[Imc] Talk on the US military, etc.

C. G. Estabrook galliher at alexia.lis.uiuc.edu
Tue Oct 30 19:49:59 UTC 2001


John--

I'm not sure the minority is that tiny, in spite of the poll in the
morning's NYT.  Or rather it's potentially much larger, as the US
government (and the people it works for) knows and fears.  At least since
the Creel Commission in WWI, the USG has spent a great deal of effort and
money in the "manufacture of consent," in the phrase from Walter Lippmann
(a member of that Commission).

The ideological institutions in this country -- media, universities --
don't suppress information so much as teach people how to think about it.
The anti-war movement of the 1960s first had to overcome a generation (ca.
1940-65) of intense propaganda before it could begin to see what was going
on in Vietnam.  Ambrose Bierce said a century ago, "War is God's way of
teaching Americans geography" -- and history and politics as well.

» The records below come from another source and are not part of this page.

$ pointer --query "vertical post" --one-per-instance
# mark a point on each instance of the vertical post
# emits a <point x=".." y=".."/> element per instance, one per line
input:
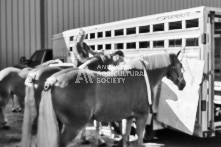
<point x="42" y="23"/>
<point x="211" y="65"/>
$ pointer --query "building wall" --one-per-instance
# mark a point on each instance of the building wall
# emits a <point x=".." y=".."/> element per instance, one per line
<point x="28" y="25"/>
<point x="19" y="30"/>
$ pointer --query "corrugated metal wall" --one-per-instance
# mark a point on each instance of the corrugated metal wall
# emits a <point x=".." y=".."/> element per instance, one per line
<point x="27" y="25"/>
<point x="19" y="30"/>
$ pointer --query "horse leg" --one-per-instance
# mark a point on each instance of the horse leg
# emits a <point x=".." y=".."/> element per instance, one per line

The current anti-war movement again has to cast off a generation of
intense propagandizing in the wake of Vietnam (ca. 1975-present).  But our
elites know and fear that it can be done.  "...this will be the most
secret war ever ... secret from those our government fears most -- the US
public ... people are not fools.  As in Vietnam, when the American people
come to know what is being done in their name, they are horrified."

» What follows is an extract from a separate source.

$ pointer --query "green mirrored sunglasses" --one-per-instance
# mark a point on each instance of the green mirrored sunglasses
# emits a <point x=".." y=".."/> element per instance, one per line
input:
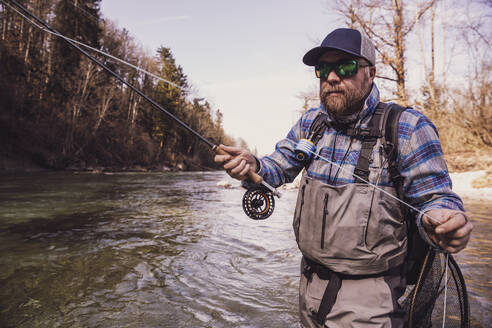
<point x="344" y="68"/>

That's why, of course, what the IMC does is important.  Regards, Carl


On Tue, 30 Oct 2001, John Wason wrote:
> 
> This is a pretty cogent analysis, Carl.  Unfortunately, even though
> YOU have learned something from history, you're condemned to repeat it
> right along with all the other moronic, evil motherfuckers who either
> (a) learned nothing, or (b) learned the wrong things.  It's hell being
> prescient and in such a tiny minority, isn't it?